The search for a cointegrating vector between the REER and fundamentals involved an algorithm, which: (i) discards models that do not have a statistically significant vector; (ii) eliminates variables which do not have coefficients with theoretically expected sign or whose inclusion changes the signs of other variables; (iii) discards models which do not have a statistically significant error correction term with negative sign; and (iv) maximizes the R-square of the ECM. The net foreign liability was dropped from the chosen model, following this algorithm, similar to the results of other studies, including Montiel (2007) and Coudart et al (2011). Test for cointegration among the remaining variables shows a single cointegrating vector at 10 percent significant level (Appendix Table 2b), which after normalizing for the coefficient of LREER, takes the following form:

\begin{matrix} (10) & L N E E R_{t} = 4.74 + \underset{(1.48)}{0.03} * L R P_C O M_{t} + \underset{(2.97)}{0.36} * L P R O D_{t} + \underset{(4.35)}{0.37} * L G C N_{t} \end{matrix}

Where numbers in parenthesis refer to t-values.

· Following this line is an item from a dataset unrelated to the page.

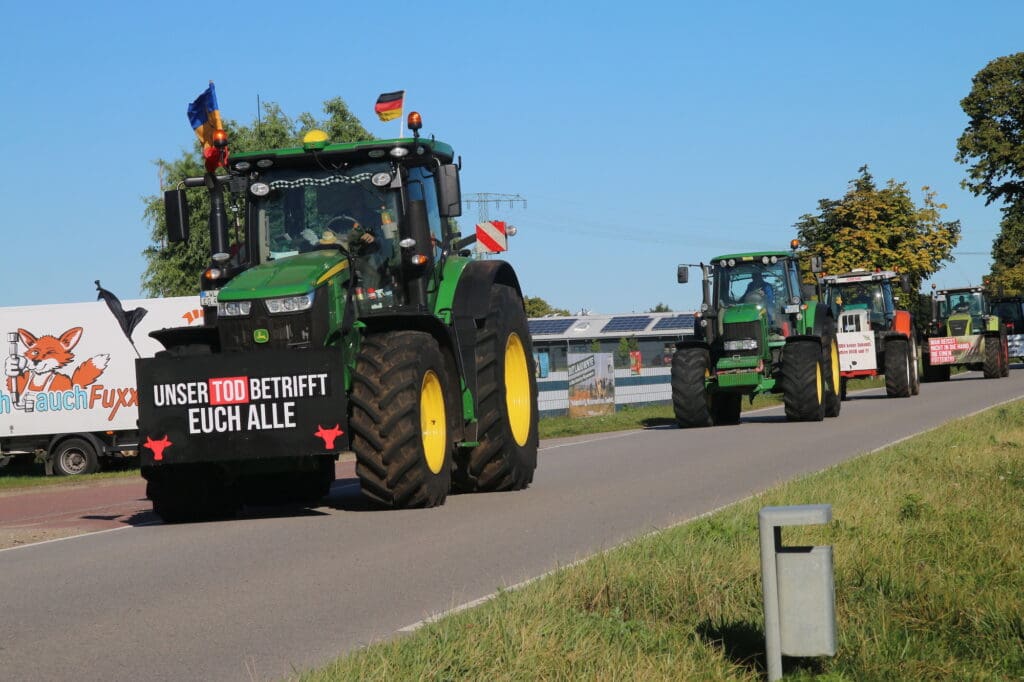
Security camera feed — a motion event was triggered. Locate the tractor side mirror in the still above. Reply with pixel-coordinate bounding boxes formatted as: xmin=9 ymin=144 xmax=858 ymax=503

While all of the fundamentals in equation (10) have the expected signs on their coefficients, the real price of commodities is not statistically significant as is the case in equation (3). Tests for cointegration restrictions show that LRP_COM is not important for the cointegrating vector (Appendix Table 2c). As a result, equation (10) is re-estimated without LRP_COM and the resulting cointegration vector, which becomes statistically significant at 1 percent level (Appendix Table 2d), and the short-run dynamic equation are shown in equations (11) and (12), respectively:

\begin{matrix} (11) & L R E E R_{t} = 4.90 + \underset{(3.57)}{0.48} * L R P O D_{t} + \underset{(4.32)}{0.39} * L G C N_{t} \end{matrix}

\begin{matrix} (12) & D L R E E R_{t} = \underset{(0.05)}{0.0001} - \underset{(- 3.02)}{0.13} * E C M_{t - 1} + \underset{(2.33)}{0.22} * D L R E E R_{t - 1} + \underset{(3.60)}{0.45} * D L P R O D_{t - 1} - \underset{(- 2.92)}{0.09} * D L G C N_{t - 1} \end{matrix}

Where, D-stands for the first difference, the subscript (-1) refers to the first lag, and ECM stands for the error correction term, which is the error term of equation (11). Numbers in parenthesis are t-values.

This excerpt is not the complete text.